The Black Tower
Fri, 13 Jan 2017 18:00
The Black Tower
Zilberman Gallery – Berlin is pleased to announce Walid Siti’s first solo exhibition in Germany, The Black Tower, curated by Nat Muller. The exhibiton premieres new works by London-based Iraqi-Kurdish artist Walid Siti, including works that are site-specific to the gallery space on Goethestrasse.
Walid Siti’s oeuvre draws heavily on his lived experience of exile and loss, yet at first glance that is not apparent from his abstract landscapes and geometric and architectural structures. His work is characterised by a subtle, almost understated, poetics and politics of form. It is the sub-text of repression and conflict – tempered with the human capacity for resilience in the face of adversity – that continues to drive his practice. The Black Tower is a sombre statement in sobering times. Nevertheless, Siti still offers us a ladder, a staircase, a thing of beauty and of the imagination, for a way out that looks increasingly slim.
The tension between ruin and hope directs the tone of The Black Tower. At play here are two oppositional forces. On the one hand darkness, confinement and destruction, which come to the fore in Walid Siti’s wounded sculptural objects, such as for example the sculptural piece The Black Tower (2016) after which this exhibition is named. These objects, smothered in heavy black paint combine architectural and other kinds of wreckage with the iconography of war and repression: toy plastic soldiers, barbed wire, and scorched earth. Together they highlight the machinery of armed conflict and the expendability of human life. On the other hand, there is always Siti’s longing for betterment, which is manifested in the returning visual trope of ladders, mountains, ziggurats and staircases. Installations such as Joined Ladder (2016), a white floor-to-ceiling open-ended ladder consisting of smaller ladders, and Passage (2016), a pigment print showing a close-up of a photograph the artist had taken of a cliff in Kurdistan emphasise movement, escape and possibility.

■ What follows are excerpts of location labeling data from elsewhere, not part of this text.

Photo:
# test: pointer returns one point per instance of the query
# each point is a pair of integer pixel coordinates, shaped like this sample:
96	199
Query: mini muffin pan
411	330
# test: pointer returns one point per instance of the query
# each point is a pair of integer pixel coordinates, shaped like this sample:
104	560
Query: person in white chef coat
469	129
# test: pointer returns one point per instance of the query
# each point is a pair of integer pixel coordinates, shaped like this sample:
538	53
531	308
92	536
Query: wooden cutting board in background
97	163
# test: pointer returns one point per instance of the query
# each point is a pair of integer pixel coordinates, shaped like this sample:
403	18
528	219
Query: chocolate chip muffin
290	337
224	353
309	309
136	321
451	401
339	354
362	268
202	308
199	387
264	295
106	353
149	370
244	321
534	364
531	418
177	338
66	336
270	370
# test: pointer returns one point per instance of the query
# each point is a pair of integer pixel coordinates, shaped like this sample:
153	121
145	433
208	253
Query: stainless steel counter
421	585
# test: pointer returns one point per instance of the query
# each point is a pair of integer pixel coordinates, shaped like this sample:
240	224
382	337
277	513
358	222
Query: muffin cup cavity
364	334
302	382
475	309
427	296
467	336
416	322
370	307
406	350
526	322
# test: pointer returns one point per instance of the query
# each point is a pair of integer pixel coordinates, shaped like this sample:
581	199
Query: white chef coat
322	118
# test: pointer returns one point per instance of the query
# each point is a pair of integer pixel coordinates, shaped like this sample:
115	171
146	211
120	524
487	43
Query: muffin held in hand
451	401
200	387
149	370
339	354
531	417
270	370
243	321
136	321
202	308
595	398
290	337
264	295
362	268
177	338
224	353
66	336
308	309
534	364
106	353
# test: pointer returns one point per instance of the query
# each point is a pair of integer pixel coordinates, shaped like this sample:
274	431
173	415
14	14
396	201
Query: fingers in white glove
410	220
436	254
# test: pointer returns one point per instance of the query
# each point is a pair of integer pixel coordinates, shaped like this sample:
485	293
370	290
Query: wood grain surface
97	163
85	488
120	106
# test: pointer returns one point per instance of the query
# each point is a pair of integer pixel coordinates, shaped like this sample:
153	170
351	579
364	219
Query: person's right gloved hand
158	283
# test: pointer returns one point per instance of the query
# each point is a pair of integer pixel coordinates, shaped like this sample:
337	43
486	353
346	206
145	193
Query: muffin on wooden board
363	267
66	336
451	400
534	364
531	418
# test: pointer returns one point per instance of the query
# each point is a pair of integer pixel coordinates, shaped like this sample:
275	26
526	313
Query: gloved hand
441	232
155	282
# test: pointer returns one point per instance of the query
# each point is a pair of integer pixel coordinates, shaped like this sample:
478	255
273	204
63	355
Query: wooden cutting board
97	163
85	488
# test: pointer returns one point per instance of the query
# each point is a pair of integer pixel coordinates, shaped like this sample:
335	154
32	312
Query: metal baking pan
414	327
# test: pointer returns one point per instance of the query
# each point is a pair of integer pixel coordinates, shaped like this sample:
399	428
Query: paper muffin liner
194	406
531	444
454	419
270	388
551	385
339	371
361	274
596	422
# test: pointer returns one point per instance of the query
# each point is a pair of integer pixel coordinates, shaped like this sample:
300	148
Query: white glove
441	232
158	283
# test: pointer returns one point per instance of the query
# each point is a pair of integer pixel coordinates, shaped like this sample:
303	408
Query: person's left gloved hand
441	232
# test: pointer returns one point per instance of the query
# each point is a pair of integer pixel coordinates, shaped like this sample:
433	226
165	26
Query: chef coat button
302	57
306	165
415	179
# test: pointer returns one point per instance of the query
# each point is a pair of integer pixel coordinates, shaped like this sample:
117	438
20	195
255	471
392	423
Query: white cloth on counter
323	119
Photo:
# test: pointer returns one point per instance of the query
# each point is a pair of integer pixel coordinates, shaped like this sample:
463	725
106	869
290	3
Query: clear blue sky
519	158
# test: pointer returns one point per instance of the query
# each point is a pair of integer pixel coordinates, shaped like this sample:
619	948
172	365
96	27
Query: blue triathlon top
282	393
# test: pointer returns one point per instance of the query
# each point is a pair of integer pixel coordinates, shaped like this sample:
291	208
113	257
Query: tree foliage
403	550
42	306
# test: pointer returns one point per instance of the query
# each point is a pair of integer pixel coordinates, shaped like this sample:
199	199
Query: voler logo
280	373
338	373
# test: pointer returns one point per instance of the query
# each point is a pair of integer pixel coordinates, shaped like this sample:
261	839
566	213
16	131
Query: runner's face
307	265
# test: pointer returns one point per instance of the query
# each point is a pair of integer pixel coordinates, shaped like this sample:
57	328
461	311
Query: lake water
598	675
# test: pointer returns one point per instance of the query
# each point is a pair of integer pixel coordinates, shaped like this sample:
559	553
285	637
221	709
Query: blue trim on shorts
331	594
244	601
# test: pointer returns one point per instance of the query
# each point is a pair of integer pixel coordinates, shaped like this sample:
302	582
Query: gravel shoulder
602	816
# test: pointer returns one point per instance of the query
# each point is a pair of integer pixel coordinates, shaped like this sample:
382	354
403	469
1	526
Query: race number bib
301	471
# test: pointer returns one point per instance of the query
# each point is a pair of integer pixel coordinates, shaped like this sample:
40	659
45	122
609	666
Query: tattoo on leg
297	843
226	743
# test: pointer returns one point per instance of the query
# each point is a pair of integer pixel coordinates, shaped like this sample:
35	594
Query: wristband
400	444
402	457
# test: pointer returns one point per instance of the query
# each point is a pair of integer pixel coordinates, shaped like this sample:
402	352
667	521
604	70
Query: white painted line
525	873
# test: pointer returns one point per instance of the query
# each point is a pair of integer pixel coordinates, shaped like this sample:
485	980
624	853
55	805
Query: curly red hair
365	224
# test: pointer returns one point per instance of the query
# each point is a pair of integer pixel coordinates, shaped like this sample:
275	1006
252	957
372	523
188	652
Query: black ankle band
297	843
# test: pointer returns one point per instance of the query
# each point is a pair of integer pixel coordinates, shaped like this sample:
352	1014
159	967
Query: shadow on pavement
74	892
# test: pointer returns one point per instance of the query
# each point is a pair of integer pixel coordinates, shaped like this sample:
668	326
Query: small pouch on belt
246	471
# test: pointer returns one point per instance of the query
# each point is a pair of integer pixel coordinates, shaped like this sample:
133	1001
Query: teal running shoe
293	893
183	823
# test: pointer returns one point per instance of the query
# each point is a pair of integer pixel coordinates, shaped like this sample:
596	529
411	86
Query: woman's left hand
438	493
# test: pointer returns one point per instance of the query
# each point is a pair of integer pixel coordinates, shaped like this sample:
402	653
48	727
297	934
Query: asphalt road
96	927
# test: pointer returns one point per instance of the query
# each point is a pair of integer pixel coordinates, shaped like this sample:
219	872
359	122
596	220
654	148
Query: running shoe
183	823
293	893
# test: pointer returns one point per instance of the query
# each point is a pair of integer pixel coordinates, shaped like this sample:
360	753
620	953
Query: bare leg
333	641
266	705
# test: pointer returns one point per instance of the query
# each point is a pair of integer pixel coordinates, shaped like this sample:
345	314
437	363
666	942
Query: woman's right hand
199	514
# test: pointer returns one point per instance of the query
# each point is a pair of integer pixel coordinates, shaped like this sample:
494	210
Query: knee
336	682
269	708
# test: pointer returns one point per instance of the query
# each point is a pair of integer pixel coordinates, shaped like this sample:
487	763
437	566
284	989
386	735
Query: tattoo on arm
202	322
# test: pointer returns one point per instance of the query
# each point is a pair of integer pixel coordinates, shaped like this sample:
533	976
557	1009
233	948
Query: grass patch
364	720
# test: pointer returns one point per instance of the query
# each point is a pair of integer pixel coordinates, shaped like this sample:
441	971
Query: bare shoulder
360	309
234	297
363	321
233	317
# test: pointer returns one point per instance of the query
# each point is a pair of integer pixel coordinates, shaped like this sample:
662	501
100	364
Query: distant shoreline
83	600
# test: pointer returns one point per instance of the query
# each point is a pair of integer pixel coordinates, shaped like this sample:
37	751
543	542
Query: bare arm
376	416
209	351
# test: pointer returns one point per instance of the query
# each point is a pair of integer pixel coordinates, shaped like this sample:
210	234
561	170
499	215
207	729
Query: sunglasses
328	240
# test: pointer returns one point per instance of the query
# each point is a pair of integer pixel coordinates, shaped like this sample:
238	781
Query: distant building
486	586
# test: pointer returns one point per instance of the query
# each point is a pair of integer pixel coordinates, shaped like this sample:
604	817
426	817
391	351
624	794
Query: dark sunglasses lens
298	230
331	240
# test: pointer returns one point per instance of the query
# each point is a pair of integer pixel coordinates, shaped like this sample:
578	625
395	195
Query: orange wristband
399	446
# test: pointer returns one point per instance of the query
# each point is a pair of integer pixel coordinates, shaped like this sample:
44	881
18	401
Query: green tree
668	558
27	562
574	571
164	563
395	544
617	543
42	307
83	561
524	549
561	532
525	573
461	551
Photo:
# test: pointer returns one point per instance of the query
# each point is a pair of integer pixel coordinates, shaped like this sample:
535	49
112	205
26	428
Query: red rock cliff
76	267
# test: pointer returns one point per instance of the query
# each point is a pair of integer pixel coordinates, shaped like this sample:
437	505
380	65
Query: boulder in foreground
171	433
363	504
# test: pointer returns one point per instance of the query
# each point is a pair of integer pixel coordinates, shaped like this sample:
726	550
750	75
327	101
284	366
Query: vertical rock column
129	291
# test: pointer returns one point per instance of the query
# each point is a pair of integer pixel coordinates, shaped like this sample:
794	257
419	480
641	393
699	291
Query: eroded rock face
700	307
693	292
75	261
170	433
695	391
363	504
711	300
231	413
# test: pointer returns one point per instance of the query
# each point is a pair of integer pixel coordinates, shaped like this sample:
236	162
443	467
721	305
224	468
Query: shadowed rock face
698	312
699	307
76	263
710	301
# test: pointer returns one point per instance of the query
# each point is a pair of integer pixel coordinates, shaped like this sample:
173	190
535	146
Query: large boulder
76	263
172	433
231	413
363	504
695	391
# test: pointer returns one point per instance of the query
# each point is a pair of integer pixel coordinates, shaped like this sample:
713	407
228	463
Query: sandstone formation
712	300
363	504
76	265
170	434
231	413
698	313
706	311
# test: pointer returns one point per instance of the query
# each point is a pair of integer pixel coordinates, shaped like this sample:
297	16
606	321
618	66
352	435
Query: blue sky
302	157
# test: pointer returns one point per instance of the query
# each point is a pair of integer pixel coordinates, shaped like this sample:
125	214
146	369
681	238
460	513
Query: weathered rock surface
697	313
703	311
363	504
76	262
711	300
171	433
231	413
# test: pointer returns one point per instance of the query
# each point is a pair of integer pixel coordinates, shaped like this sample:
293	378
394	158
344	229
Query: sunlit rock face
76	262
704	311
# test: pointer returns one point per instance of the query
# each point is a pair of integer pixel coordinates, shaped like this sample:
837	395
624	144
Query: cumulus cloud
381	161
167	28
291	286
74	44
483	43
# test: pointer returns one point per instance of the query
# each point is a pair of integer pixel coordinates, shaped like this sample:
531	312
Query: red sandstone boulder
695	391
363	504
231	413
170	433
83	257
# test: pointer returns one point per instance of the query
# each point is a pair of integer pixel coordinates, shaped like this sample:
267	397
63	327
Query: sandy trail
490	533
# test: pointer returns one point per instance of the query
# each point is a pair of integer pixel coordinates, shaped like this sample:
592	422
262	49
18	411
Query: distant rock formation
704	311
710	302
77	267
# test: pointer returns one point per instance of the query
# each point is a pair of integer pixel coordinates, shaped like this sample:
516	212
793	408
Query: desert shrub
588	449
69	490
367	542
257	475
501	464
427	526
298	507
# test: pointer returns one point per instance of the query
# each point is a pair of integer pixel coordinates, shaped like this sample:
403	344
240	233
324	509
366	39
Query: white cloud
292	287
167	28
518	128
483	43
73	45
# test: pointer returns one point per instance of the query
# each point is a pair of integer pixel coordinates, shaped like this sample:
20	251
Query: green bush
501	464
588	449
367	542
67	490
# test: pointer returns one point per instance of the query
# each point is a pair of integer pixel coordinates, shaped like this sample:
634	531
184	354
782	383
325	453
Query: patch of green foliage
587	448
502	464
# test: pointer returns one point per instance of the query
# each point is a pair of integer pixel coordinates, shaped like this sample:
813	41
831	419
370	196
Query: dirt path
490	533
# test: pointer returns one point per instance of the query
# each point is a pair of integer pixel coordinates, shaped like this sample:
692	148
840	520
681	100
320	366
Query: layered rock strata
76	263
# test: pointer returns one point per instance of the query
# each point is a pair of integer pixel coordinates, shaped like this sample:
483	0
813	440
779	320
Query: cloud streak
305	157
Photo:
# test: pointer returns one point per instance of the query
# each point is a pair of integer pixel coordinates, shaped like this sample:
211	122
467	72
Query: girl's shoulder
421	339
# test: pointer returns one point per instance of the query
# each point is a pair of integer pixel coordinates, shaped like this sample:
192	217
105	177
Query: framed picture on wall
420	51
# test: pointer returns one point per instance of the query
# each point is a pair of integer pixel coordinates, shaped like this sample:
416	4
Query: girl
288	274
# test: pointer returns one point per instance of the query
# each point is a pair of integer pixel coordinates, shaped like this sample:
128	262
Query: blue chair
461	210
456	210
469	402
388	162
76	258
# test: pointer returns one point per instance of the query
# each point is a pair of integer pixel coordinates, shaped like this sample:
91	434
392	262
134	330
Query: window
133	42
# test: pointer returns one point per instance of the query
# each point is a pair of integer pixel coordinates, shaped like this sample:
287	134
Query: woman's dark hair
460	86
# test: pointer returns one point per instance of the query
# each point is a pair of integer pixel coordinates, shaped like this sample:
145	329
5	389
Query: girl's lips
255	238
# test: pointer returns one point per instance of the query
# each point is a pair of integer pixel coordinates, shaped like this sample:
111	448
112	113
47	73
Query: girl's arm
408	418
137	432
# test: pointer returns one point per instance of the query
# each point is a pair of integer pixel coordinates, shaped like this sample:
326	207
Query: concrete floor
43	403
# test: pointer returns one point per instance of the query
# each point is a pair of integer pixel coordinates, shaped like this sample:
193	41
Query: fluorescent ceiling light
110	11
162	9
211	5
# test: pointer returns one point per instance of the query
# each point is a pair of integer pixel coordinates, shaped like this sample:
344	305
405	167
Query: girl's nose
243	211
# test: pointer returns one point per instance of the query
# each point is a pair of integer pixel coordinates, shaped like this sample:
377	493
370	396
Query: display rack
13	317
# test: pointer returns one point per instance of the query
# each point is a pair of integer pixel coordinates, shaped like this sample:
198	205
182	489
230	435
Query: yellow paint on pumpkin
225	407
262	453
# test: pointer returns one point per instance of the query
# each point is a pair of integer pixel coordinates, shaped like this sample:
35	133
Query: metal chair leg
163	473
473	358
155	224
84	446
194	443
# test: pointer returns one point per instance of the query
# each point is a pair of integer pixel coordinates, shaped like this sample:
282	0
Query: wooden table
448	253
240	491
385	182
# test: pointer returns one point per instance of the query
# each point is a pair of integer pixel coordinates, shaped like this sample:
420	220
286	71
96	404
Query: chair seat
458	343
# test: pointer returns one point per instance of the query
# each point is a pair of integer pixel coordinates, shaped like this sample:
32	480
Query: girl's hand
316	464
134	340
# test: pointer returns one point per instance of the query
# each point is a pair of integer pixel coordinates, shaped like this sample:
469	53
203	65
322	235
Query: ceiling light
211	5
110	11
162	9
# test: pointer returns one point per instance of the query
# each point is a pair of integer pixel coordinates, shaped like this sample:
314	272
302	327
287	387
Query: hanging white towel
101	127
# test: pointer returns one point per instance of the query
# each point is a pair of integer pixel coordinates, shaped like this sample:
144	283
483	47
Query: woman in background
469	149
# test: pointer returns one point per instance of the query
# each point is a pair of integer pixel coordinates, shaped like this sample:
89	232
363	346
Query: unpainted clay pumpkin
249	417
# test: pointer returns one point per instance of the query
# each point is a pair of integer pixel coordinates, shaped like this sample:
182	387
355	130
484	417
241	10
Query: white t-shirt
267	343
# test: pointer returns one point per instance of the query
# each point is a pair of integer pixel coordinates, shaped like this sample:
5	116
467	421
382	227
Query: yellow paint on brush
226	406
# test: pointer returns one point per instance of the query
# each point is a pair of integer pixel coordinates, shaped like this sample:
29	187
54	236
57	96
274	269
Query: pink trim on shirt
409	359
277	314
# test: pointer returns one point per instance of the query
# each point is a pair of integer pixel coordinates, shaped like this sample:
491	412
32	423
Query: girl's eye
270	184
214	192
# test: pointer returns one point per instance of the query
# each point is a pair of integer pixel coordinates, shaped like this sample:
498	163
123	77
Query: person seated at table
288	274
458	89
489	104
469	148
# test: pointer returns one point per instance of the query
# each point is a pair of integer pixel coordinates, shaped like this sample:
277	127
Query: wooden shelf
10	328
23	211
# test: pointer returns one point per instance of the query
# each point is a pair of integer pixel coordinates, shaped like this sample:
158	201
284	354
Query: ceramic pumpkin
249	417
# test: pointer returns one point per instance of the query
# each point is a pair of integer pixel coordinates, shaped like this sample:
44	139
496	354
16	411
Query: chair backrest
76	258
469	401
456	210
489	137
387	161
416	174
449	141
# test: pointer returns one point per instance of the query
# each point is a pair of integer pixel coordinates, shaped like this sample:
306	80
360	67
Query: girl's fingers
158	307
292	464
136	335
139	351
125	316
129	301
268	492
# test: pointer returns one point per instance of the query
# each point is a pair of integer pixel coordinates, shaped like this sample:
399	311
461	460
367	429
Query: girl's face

Walid Siti’s art is ultimately one of construction, no matter how uncertain the times. To underline this, fifteen of Siti’s working sketches of realised installations, and some that are still to be realised, are included in the exhibition. These sketches shed light on his artistic thinking process and unpack the grammar of Siti’s visual language.
Walid Siti (1954, Dohuk) was present at the Venice Biennale three times, first in 2009 together with other Kurdish artists in the exhibition Planet K (Kurdistan), participating in the Iraqi Pavilion at the 54th Venice Biennale in 2011, and the Iranian Pavilion at the 56th Venice Biennale in 2015. His works can be found in numerous collections, The British Museum, The Imperial War Museum, Victoria & Albert Museum in London, The National Gallery in Amman, Barjeel Art Foundation in Sharjah, The World Bank and The Iraq Memory Foundation, both in Washington DC.
The Black Tower is accompanied by a catalogue edited by Nat Muller, with a preface by Lotte Laub and texts by Nat Muller, Nada Shabout and Rijin Sahakian. A conversation between Walid Siti and Nat Muller will be held at the gallery. Date to be announced.